Mr Cox also said the aftermath of the murder had witnessed "Britain at it's best: compassionate, couragious and kind", and that her "energy and her love are hard-wired into our children".
He finished his statement outside the Old Bailey saying he hoped "Jo's death will have meaning" and that "those in politics and the media" will learn from the tragedy.
The court was told how he kept news articles referencing Ms Cox’s support for the Remain campaign, a Third Reich eagle with a swastika, German military history books and news cuttings reporting on Norwegian mass murderer Anders Breivik.
Prosecutor Richard Whittam QC, who is a seasoned terrorism lawyer, branded Mair as a terrorist during the trial, but said it was not necessary to prosecute him as a terrorist.
Mair was prosecuted as a terrorist, hence the trial took place at the Old Bailey in central London and not Leeds, but he was charged with the common-law offence of murder.
The prosecution, as was the case when trying the Lee Rigby murderers, wanted the jurors simply to decide whether he was guilty of carrying out the murder, and not to consider his motives.
Mair attacked Batley and Spen MP Ms Cox at 1.48pm on 16 June as she arrived for a surgery with constituents at a Birstall public library.
As the 5ft-tall MP was being attacked, she told her personal assistant Fazila Aswat and senior caseworker Sandra Major to “Get away you two. Let him hurt me. Don’t let them hurt you”.
On his arrest, he told police officers he was a "political activist" and when he first appeared before magistrates in London, he responded "death to traitors, freedom for Britain" when he was asked his name.
Mair, who has a history of mental illness but did not want this to form his defence, also stabbed 77-year-old pensioner Bernard Kenny in the stomach when he intervened.
In the days leading up to the killing, he searched online for '.22' ammunition and looked at pages containing the question, 'is a.22 round deadly enough to kill with one shot to a human's head?'.
The trial heard there was a billion to one chance that DNA recovered from the murder weapon came from anyone else.
Prosecutor Richard Whittam QC said in his closing speech: "This was a cowardly attack. He shot her in the head, which was followed by a brutal assault with the dagger.
"Despite the element of surprise, he failed in his first attempt.
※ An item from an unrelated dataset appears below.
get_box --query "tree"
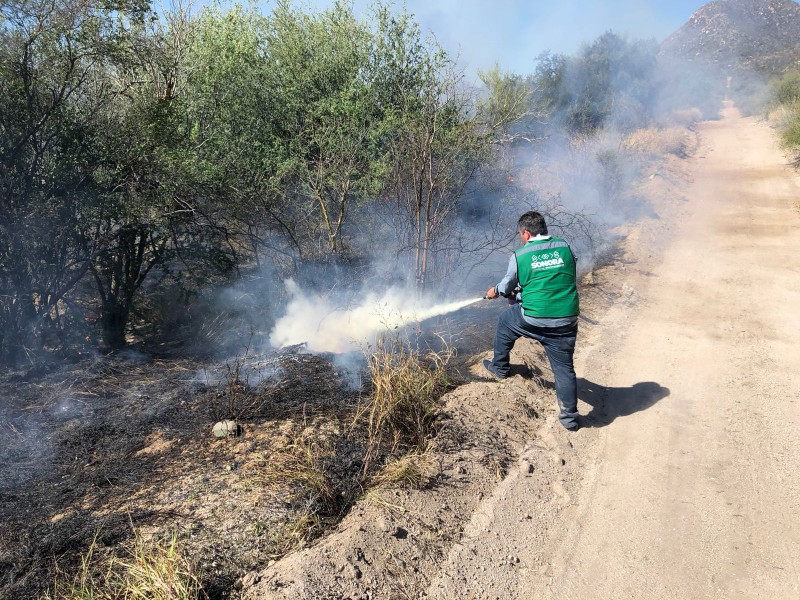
[0,0,152,362]
[371,8,491,291]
Perhaps he underestimated her tenacity and courage.
"She pleaded with her two aides to escape, saying, 'let him hurt me, don't let him hurt you'.
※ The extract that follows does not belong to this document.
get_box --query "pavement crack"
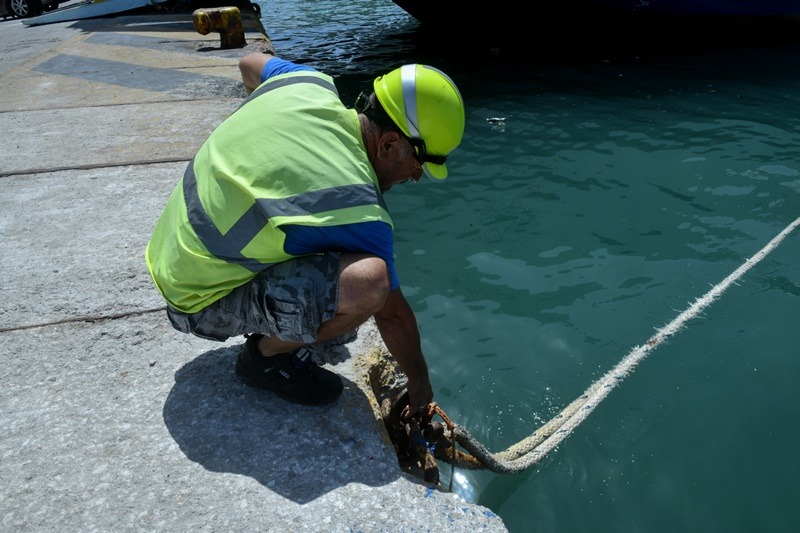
[0,306,167,333]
"He then attacked her again with the dagger.
"It is our submission that the overall effect of this compellingly establishes the guilt of Thomas Mair as her murderer."
Mr Cox appeared at the trial for the first time on Tuesday, when Mair was scheduled to begin his defence, but no defence case was submitted.
The court previously heard how Mair had a White Patriot Party Wikipedia printout and a rune stone in a bag with a BBB White Liberation Movement symbol on it.
The Belgian and European Union capital of Brussels is expected to name a building, street or square after former resident Ms Cox.
Jeremy Corbyn, in the aftermath of the verdict, said: "Jo Cox believed passionately that all people can achieve their full potential given the opportunity. Her murder was an attack on democracy, and has robbed the world of an ambassador of kindness and compassion."
Sue Hemming, head of special crime and counter-terrorism at the Crown Prosecution Service, said: ""Mair has offered no explanation for his actions but the prosecution was able to demonstrate that, motivated by hate, his pre-meditated crimes were nothing less than acts of terrorism designed to advance his twisted ideology."
Mair, of Lowood Lane, Field Head Estate, Birstall, who had lived on his own for the past 20 years since his grandmother's death, was also found guilty of inflicting GBH with intent, possession of a firearm and possession of a dagger.
He sat largely emotionless throughout the trial, but rolled his eyes as two black jurors were sworn in, and again when a glowing statement was read out from Ms Cox's long time friend Stephen Kinnock MP.
Trial judge Mr Justice Wilkie had flatly refused his legal team's request to bar any Labour activists from the jury panel.